Sozinho no zoológico. Como agem os animais quando há poucos turistas por perto?

Durante as minhas férias no ano de 2006, minha ex-mulher e eu fomos ao zoológico de Santiago, no Chile, e me chamou bastante a atenção o comportamento dos animais ante às inoportunas e irritantes atitudes dos turistas. Sobretudo asiáticos, gritavam e falavam o tempo todo, cercando das grades os animais e os importunando por uma foto com ângulo melhor.

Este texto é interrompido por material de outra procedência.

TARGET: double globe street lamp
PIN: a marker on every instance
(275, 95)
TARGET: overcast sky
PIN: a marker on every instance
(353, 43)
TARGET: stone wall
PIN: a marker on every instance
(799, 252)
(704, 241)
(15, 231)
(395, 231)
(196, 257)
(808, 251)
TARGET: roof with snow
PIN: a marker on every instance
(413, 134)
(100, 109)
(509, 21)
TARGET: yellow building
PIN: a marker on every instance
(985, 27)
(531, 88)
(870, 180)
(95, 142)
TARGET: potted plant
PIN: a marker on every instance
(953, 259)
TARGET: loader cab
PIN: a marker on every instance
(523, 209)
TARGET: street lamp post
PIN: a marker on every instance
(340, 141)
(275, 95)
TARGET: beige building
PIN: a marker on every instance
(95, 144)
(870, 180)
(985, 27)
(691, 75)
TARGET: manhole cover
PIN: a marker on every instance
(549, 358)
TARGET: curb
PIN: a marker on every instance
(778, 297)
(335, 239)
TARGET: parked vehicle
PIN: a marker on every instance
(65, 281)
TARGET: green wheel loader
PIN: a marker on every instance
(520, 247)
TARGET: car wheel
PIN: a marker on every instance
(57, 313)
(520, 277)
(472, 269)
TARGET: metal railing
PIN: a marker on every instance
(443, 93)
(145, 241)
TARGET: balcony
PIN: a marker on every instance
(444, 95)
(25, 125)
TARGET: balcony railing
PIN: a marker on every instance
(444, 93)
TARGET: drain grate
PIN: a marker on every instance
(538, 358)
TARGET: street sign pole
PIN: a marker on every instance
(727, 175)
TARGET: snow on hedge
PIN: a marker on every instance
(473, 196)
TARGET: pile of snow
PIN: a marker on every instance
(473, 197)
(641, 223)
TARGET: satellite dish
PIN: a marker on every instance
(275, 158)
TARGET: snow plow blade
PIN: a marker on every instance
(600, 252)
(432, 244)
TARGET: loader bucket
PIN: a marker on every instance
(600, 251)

Veja como se comportaram os animais quando estive sozinho no zoológico neste vídeo que fiz para o meu canal no YouTube, o Missão Carcará, e se inscreva se curtir!

 

Isso irritava tanto os animais selvagens que o tigre branco, num momento, borrifou urina sobre os turistas que o seguiam e um camelo disparou uma cusparada sobre os turistas sem noção. Isso me trouxe uma grande dúvida. Será que os animais agem como se estivessem na natureza quando não há turistas:

A resposta, infelizmente é não. Depois do último surto de febre amarela deste ano, tive o privilégio de poder circular sozinho pelo zoológico de Belo Horizonte, que é um dos maiores da América Latina, já que era preciso ter a carteira de vacinação para entrar.

Para a minha surpresa, os chimpanzés continuavam irritados, zanzando de um lado para o outro e aparentando estarem desconfiados, como se as pessoas ainda estivessem por lá os observando. Os leões também aparentavam nervosismo, disparando olhares ferozes de quem só quer ficar sozinho e mataria por isso.

É certo que outros animais não são capazes de demonstrar esse incômodo, como os jacarés, cágados e aves, por uma total falta de capacidade e conhecimento de seus hábitos da minha parte. Contudo, a redução do assédio e a chance de fazer aquilo que bem entender sem ninguém te bisbilhotando deve, certamente, ter proporcionado momentos de distração a esses pobres prisioneiros de nosso entretenimento.